The question why l2 weight decay helps to regularize (linear) models has been answered several times. And often the explanation is done graphically to show the effect on the decision boundary which is useful to understand the impact of different values. We want to illustrate it the impact by analyzing feature weights of a linear SVM model.

The objective of a linear SVM is:

alpha * T.sum(w**2) * 0.5 + T.maximum(0, 1 - y * T.dot(x, w)).

where x is the input vector, w the weight matrix and y the label as a scalar. We are omitting the bias for brevity.

Let’s start with alpha=0 which means the learning is only driven by the hinge loss. In case there is a small group of features present in all positive samples, the model assigns higher values to those weights. So far, this is nothing special and hopefully helps to drive the error towards zero. With a test set, we can define a stop condition and determine the best model.
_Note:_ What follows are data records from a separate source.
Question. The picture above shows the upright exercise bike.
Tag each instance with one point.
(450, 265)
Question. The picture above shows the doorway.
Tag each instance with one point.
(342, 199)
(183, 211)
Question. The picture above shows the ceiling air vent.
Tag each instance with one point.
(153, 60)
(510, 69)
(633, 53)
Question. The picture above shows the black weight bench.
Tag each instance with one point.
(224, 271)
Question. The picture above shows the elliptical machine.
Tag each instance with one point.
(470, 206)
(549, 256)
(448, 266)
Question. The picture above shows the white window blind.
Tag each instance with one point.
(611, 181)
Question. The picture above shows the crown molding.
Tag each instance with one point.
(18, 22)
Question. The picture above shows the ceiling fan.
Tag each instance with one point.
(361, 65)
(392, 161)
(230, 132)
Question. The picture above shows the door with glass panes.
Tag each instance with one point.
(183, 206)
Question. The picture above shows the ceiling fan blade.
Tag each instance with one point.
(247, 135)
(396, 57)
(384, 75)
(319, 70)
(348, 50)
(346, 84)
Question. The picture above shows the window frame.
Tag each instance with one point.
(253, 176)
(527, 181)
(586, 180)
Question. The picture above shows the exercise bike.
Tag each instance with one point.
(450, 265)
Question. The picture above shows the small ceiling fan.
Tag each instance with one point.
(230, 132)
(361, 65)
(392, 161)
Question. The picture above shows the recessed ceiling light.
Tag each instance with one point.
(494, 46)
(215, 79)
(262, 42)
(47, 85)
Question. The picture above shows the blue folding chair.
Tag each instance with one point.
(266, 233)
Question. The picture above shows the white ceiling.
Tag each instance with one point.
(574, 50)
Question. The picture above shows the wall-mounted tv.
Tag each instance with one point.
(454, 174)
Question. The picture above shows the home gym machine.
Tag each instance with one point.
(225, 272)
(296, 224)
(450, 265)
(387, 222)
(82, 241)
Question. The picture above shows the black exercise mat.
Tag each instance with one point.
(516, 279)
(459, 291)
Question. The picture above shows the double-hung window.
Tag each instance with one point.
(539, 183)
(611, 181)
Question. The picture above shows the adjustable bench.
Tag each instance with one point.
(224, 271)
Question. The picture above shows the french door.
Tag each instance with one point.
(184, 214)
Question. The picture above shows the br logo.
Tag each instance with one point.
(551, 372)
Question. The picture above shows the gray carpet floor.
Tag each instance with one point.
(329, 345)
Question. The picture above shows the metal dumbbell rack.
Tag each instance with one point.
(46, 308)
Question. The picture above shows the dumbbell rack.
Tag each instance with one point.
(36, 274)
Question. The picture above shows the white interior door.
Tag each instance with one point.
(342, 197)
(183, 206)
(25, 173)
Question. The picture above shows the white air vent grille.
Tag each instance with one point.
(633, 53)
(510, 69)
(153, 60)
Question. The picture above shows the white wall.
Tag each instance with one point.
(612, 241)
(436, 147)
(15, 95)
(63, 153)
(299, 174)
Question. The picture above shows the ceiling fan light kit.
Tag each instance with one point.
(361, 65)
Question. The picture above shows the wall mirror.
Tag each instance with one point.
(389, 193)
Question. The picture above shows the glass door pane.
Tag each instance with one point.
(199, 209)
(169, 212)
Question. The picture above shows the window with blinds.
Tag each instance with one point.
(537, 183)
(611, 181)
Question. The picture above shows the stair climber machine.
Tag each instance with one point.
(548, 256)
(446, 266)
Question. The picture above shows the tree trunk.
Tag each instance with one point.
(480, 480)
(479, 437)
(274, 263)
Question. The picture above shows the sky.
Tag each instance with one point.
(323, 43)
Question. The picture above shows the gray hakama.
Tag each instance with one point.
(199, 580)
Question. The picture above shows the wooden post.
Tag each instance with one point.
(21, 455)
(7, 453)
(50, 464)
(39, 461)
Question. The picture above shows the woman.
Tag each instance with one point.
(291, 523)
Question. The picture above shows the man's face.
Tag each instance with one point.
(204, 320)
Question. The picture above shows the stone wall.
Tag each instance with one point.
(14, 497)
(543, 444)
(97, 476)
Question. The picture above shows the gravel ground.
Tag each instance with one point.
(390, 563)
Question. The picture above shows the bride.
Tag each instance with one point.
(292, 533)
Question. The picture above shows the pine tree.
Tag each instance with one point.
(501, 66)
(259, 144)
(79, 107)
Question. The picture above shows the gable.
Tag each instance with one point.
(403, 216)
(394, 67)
But what happens if new data follows a slightly different pattern and those features from the group are not (always) present? Because the learning assigned larger weights to those particular features, the only hope is that the rest of the features is sufficient for a position prediction: T.dot(x_new, W) > 0. However, if the learned model mostly relies on high-magnitude feature weights for the predictions, new data might get a lower confidence or even a negative value.

In other words, without a constraint for the weights, it can happen that the prediction is using very few features to determine the class and thus, assigns high values to those weights. In the most extreme case, the prediction only relies on a single feature for a correct prediction of the training data. Thus, other features are mostly ignored, since a small subset of features explains all regularities in the _training_ data. How can this problem be fixed with weight decay?

Let’s ignore alpha for the moment and focus on the sum. The loss of the l2 decay is lower if all weights are close to zero or in general “smaller”. For instance, W = [0.89, 0.01, 0.05, 0.63] has a l2 loss of ~1.19 while W = [0.445, 0.05, 0.1, 0.315] only has a loss of ~0.31. As a result, a model with l2 decay is forced utilize more features for a correct prediction instead of relying just on very few features. This also has a positive effect on the regularization because the weight is “distributed” among more features which increases the chance that unseen, but more challenging, examples will be correctly classified.

Bottom line, weight decay is a very easy, but also powerful method to to improve the generalization of models. The alpha is a trade-off between classification accuracy and the model capacity which need to be chosen carefully. On the one side, if alpha is too large, no correct predictions are possible because the weights cannot grow to push examples on the correct side of the hyperplane. And on the other side, if alpha is too small, the model will overfit and does not -sufficiently- generalize to new data.